This one-day conference brought together a wide variety of methodologies – from ethnography to quantitative analysis – and diverse disciplinary perspectives in a critical examination of the perceived ‘uniformity’ of national armed forces.
Prof. Mark Philip (University of Warwick) chaired the first panel, ‘Italians and Ethnic Italians in the Italian and Allied Armed Forces’. Though papers dealt principally with specific case studies from World War WII, the emergence of the recurrent themes of exclusion, inclusion and belonging and their clear contemporary relevance sparked historical consideration of the role played by military forces in both nation-building and a sense of personal identity, particularly for those involved in combat. Dr. João Fábio Berthona (State University of Maringá) focused on the Legione Parini, highlighting the importance of this neglected element of Italian history in understanding the significance of Fascism amongst Italian emigrants, and constructions of Italian national identity today. Dr. Matteo Pretelli’s (Warwick) overview of the experience of Allied soldiers of Italian descent and the sense of gratitude reported towards adopted homelands resonated with current mediated representations of (im)migration, emphasising the validity of studies in this field. Dr. Francesco Fusi (University of Pisa) balanced qualitative analysis with statistical data, providing an additional dimension to the portrait of Italian-Allied soldiers and marking the study of military experience as a thought-provoking intersection between state structures and individual lives; in the subsequent discussion, Prof. Christopher Duggan (University of Reading) brought together the questions raised, inviting further contemplation of Italy the nation as an ‘organic body’.

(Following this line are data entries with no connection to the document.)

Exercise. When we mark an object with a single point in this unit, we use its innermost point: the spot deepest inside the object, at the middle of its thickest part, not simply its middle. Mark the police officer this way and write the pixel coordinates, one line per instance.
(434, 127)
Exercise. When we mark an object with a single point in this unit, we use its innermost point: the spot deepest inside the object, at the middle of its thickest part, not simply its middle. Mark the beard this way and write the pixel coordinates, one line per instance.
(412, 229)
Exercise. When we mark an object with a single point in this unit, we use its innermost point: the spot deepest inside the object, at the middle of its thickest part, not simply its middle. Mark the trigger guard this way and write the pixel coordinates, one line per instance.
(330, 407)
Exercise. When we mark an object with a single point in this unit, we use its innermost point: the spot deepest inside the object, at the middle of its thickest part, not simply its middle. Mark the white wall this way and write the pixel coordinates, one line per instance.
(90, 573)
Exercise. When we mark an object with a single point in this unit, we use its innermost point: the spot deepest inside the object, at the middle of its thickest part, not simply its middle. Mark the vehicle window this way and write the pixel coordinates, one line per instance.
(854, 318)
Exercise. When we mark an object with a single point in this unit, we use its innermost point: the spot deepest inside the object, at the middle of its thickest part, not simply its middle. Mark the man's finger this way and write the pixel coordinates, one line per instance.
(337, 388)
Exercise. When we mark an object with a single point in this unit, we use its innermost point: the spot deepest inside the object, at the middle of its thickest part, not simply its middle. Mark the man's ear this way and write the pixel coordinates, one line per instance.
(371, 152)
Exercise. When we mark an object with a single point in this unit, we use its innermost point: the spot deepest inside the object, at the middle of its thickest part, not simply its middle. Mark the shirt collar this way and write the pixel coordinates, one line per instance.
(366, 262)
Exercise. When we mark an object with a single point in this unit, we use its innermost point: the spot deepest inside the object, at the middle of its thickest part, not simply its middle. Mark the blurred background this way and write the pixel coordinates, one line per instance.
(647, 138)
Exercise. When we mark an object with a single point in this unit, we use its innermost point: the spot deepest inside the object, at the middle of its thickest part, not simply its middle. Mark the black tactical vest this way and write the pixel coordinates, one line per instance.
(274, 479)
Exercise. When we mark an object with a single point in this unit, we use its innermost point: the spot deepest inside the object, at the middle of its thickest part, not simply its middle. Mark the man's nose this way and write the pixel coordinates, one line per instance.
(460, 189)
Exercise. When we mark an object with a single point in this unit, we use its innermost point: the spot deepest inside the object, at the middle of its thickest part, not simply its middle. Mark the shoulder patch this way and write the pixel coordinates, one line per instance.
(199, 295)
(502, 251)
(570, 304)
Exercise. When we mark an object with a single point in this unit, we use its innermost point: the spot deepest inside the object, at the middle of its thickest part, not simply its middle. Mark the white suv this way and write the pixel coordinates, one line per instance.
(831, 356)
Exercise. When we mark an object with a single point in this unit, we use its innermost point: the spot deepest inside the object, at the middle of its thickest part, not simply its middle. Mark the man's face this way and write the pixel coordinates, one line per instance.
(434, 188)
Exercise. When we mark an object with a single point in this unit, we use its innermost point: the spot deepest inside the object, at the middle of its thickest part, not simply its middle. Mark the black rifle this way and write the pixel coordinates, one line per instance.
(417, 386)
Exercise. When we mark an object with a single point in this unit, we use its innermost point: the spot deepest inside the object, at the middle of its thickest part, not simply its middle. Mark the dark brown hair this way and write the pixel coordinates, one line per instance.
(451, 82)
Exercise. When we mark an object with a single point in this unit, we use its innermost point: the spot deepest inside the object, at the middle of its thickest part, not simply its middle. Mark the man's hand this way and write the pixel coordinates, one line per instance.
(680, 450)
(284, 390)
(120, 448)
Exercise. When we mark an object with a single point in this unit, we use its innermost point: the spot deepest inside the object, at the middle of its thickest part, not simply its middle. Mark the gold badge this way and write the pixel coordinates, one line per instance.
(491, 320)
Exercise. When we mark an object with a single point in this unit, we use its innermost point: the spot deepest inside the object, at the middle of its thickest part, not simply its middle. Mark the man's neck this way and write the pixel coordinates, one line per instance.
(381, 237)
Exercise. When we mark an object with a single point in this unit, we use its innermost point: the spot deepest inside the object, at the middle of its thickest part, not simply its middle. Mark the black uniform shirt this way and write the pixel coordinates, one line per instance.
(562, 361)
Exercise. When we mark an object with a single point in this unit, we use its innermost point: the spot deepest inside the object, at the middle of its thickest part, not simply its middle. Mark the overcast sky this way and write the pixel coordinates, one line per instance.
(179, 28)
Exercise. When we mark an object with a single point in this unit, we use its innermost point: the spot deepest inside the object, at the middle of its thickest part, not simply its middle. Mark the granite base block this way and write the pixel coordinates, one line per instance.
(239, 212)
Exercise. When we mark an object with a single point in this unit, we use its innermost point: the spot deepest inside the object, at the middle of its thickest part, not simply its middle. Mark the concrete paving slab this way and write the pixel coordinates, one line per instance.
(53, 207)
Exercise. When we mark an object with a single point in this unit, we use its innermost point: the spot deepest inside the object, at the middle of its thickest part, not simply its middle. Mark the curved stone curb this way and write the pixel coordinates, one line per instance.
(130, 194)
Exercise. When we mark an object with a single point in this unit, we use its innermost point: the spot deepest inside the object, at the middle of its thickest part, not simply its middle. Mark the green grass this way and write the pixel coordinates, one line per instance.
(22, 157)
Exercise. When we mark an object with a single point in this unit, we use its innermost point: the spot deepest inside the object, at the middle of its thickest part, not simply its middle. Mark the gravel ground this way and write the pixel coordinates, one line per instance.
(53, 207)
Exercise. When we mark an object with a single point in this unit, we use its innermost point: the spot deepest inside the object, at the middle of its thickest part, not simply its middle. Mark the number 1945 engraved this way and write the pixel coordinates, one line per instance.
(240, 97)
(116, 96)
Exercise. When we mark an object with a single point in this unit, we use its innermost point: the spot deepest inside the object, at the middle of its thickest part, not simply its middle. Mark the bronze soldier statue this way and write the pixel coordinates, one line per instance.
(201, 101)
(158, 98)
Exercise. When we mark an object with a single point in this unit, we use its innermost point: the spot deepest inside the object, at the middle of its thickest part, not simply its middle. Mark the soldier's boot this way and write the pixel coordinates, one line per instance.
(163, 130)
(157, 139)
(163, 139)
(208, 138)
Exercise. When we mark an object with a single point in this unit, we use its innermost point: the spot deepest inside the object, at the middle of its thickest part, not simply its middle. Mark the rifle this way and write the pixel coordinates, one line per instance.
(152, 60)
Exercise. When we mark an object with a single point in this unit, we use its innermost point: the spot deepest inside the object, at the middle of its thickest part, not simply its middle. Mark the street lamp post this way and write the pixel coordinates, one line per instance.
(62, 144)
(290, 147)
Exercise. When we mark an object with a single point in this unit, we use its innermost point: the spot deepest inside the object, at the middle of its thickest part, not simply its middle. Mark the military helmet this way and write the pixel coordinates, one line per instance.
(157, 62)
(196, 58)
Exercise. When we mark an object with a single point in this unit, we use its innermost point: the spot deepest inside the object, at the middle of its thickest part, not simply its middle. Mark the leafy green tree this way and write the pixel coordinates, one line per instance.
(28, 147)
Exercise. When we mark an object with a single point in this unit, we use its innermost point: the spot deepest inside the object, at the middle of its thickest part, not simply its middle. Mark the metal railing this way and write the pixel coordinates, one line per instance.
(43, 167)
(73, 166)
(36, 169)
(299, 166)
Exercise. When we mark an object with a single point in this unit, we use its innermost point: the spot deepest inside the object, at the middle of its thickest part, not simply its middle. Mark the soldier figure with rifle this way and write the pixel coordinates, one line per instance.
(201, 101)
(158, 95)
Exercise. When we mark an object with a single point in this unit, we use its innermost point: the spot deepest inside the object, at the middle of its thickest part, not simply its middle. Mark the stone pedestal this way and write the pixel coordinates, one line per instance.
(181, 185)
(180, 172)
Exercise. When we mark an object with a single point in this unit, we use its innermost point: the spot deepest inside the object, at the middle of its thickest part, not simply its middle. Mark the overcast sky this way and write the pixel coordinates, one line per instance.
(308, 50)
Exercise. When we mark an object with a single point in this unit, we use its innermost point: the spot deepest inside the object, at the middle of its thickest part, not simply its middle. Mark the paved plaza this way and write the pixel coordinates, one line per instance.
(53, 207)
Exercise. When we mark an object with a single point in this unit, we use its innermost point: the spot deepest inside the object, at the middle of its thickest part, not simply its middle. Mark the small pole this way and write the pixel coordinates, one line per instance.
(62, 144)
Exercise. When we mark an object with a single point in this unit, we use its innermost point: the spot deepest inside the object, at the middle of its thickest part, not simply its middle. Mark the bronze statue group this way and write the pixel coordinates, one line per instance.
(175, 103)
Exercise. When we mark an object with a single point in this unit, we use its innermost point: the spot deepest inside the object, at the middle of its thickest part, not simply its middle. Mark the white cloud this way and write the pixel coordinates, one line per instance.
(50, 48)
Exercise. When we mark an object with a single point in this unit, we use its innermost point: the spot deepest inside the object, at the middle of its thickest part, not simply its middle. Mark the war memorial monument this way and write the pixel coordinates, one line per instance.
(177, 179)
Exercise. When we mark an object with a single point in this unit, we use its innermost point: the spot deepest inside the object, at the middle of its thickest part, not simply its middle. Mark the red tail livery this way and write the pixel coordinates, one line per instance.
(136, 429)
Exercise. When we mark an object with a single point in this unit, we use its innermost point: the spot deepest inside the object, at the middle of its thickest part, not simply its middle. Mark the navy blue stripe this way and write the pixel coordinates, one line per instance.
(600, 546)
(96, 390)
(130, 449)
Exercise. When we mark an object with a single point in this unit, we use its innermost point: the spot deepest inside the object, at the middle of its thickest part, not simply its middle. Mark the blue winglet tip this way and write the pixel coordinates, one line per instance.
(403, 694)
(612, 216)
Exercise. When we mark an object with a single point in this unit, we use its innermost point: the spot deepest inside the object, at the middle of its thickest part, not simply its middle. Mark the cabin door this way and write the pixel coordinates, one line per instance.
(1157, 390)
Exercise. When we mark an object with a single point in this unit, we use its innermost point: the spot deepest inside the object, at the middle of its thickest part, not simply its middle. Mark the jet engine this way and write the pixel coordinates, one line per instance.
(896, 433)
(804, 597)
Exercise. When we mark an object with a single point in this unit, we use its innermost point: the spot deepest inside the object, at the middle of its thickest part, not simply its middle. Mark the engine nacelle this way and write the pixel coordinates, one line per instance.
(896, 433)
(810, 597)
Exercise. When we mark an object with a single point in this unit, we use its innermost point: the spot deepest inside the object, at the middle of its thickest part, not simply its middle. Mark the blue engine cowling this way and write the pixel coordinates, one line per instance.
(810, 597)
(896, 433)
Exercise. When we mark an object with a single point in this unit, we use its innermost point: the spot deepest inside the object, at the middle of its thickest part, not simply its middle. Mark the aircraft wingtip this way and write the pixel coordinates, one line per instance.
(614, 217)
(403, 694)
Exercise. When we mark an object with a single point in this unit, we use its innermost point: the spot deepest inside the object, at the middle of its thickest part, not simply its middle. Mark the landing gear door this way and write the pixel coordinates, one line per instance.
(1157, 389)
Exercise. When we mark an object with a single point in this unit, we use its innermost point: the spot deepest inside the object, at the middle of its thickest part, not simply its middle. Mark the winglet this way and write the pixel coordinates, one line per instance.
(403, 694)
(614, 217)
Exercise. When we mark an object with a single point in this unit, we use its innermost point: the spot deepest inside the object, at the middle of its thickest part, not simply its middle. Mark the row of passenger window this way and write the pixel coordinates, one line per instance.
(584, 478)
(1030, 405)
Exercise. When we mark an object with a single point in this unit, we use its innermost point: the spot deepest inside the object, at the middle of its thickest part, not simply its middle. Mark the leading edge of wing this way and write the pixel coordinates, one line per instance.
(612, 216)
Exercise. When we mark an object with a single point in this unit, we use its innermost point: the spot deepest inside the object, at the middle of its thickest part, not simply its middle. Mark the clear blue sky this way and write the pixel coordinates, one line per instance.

Dr. Jennifer Burns (Warwick) chaired the second panel, centered around the experience of ethnic minorities in UK armed forces from World War II to the present. Dr. Wendy Ugolini (University of Edinburgh) offered a stimulating insight into the conflict between family and societal roles represented by the ‘forgotten ethnicities’ in armies, with a case study of British-Italian soldiers. Dr. Simona Tobia’s (University of Reading) examination of the role of enemy aliens in British Human Intelligence brought into sharp relief the practical mechanisms of identifications of nationality in quotidian individual experience. Prof. David Killingray’s (Goldsmiths) study, ‘Black voices on Britain’s Two World Wars’, as the concluding paper, considered war not only as a military phenomenon, encouraging reflection of its influence on wider civil politics, in a multiplicity of contexts. Prof. Bruce Collins’ (Sheffield Hallam University) closing remarks, and reminder of the heterogeneity of the groups scaling up from patrols, to platoons, regiments, divisions, to form a symbolically homogenous ‘army’, exemplified the contradictions between personal experiences and the “binary divides” recurring in the day’s debates; individual/national, family/society, civil/military, inclusion/exclusion.
The tenth anniversary of July 7th terrorist attacks on London fell a week after the conference. At a memorial service commemorating the event, survivor Emma Craig commented poignantly, ‘it may not have broken London, but it did break some of us’. The stark contrast of national memorialization processes, and the capacity for tragic events to become reworked into national legend, with the devastating impact of those same events on personal life trajectories, provides a timely and sobering verification of the validity and necessity of perspectives which frame national history and broader rhetoric of the ‘nation’ in relation to individual narratives; given the interaction with the notion of “nation” – be it practical or emotional – implicit in processes of international migration, this seems a particularly relevant concern for migration studies.